All about the community of model railroading and rail enthusiasm in Texas, Oklahoma, Louisiana, Arkansas, Missouri and Kansas

COWCATCHER MAGAZINE

January/February 2012 Issue

EMBRACING RAIL FANS

The Cowcatcher Magazine shows how railroads in recent months have extended an olive branch to rail enthusiasts through safety and security awareness programs aimed at getting another set of eyes on the nation's rails. In addition, we visited with corporate railroad photographer Ken Fitzgerald, who has taken thousands of photos from BNSF, Union Pacific and the Fort Worth & Western Railroad.

COMPLIMENTARY COPIES

Complimentary copies of the Cowcatcher Magazine are available throughout Texas, Oklahoma, Arkansas, Louisiana, Kansas and Missouri at a number of locations, including hobby shops, museums and train shows.

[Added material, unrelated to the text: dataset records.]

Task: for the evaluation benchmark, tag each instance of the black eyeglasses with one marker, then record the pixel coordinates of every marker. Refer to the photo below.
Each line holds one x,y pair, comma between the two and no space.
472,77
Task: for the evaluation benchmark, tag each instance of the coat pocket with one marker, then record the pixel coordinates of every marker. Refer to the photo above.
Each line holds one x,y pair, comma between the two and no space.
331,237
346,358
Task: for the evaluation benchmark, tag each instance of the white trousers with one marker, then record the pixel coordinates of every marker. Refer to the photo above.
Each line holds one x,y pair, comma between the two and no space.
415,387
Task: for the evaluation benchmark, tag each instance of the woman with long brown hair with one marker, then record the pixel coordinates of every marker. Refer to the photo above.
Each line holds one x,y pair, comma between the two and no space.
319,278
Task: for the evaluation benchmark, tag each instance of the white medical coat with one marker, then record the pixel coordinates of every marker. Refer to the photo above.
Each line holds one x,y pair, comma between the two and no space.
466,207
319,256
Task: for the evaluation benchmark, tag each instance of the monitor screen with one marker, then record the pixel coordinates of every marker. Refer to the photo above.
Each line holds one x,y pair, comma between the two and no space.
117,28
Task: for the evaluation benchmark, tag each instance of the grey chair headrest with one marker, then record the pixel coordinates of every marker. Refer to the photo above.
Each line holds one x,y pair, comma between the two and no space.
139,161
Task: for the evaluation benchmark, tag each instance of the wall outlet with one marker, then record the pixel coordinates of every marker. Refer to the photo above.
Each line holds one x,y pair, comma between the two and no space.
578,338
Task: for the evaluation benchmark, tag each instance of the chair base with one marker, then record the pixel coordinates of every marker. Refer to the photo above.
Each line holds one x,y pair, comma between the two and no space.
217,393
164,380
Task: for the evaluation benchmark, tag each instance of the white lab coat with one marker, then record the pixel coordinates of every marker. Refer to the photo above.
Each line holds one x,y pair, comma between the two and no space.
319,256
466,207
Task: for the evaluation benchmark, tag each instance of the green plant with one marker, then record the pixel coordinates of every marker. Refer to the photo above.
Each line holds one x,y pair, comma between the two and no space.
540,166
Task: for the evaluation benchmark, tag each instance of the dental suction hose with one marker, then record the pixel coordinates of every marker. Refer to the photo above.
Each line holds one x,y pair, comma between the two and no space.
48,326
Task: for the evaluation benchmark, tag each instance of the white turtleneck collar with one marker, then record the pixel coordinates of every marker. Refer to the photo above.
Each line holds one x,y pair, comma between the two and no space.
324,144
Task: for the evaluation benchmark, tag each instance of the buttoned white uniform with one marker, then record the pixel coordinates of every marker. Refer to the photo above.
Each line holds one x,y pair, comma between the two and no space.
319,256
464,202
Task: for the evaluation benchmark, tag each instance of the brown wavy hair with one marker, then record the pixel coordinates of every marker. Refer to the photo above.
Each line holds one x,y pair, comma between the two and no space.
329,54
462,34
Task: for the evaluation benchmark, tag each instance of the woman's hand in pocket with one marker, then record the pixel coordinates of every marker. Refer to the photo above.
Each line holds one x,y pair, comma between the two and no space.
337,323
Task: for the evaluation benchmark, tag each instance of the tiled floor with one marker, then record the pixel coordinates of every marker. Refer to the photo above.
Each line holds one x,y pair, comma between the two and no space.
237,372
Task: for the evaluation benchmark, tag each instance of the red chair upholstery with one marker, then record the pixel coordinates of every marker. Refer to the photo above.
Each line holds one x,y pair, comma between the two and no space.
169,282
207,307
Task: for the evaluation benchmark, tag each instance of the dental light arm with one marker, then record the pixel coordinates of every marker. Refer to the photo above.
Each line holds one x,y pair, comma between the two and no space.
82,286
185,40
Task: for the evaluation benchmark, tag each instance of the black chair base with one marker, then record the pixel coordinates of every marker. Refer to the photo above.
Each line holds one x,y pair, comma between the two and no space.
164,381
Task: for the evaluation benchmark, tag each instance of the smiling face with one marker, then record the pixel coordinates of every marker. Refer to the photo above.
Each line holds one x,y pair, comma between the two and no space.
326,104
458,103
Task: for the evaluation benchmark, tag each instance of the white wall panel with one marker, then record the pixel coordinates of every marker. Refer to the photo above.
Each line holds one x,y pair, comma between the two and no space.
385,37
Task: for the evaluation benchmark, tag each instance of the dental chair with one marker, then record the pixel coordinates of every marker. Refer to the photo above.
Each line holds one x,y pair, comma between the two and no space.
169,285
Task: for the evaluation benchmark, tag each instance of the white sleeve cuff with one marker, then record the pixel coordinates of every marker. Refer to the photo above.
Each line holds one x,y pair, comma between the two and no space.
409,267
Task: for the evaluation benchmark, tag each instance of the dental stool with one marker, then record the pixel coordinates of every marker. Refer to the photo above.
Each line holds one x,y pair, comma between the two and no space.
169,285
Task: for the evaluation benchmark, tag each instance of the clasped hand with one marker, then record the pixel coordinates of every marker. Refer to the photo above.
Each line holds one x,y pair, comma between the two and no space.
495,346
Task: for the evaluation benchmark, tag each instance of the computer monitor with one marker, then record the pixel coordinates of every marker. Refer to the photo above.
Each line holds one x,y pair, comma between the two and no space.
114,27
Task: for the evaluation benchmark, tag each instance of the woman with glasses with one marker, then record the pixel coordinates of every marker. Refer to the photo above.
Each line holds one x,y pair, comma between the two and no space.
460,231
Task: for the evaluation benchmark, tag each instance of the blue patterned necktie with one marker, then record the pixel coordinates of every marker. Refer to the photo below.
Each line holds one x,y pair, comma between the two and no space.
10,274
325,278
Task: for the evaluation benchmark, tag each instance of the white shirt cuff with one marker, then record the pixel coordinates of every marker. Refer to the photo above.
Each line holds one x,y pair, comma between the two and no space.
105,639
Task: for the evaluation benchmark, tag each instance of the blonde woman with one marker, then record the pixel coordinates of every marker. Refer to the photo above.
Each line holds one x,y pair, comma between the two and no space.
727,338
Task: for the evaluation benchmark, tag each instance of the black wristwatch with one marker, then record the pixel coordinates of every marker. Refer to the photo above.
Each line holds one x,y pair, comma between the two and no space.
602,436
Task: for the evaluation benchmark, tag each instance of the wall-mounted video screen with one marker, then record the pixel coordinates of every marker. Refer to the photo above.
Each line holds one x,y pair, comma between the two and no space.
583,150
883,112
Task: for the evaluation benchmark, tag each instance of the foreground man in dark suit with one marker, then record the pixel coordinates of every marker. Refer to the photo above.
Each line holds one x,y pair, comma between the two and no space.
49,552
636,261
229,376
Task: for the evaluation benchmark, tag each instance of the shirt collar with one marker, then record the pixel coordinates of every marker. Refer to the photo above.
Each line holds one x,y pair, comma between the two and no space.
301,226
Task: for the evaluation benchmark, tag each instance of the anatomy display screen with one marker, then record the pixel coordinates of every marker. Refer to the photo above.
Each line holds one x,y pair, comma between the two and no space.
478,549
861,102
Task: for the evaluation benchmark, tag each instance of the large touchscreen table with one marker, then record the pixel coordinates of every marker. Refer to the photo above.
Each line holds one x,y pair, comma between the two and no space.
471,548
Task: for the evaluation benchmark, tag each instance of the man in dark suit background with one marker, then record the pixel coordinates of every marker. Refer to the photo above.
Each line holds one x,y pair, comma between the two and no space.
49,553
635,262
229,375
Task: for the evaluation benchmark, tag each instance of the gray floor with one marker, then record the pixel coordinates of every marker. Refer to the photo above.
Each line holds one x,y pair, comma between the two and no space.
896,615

Copies are distributed by the first Saturday of the first month of the issue's publication date (excluding most holidays), and are available on a first-come, first-served basis.

We encourage you to visit your local hobby shop or railroad museum and ask for a copy of the Cowcatcher Magazine.

The Cowcatcher Magazine also is distributed at numerous train shows each year throughout the region.

To ensure that you receive each issue, you can subscribe for $14.25 per year (6 issues)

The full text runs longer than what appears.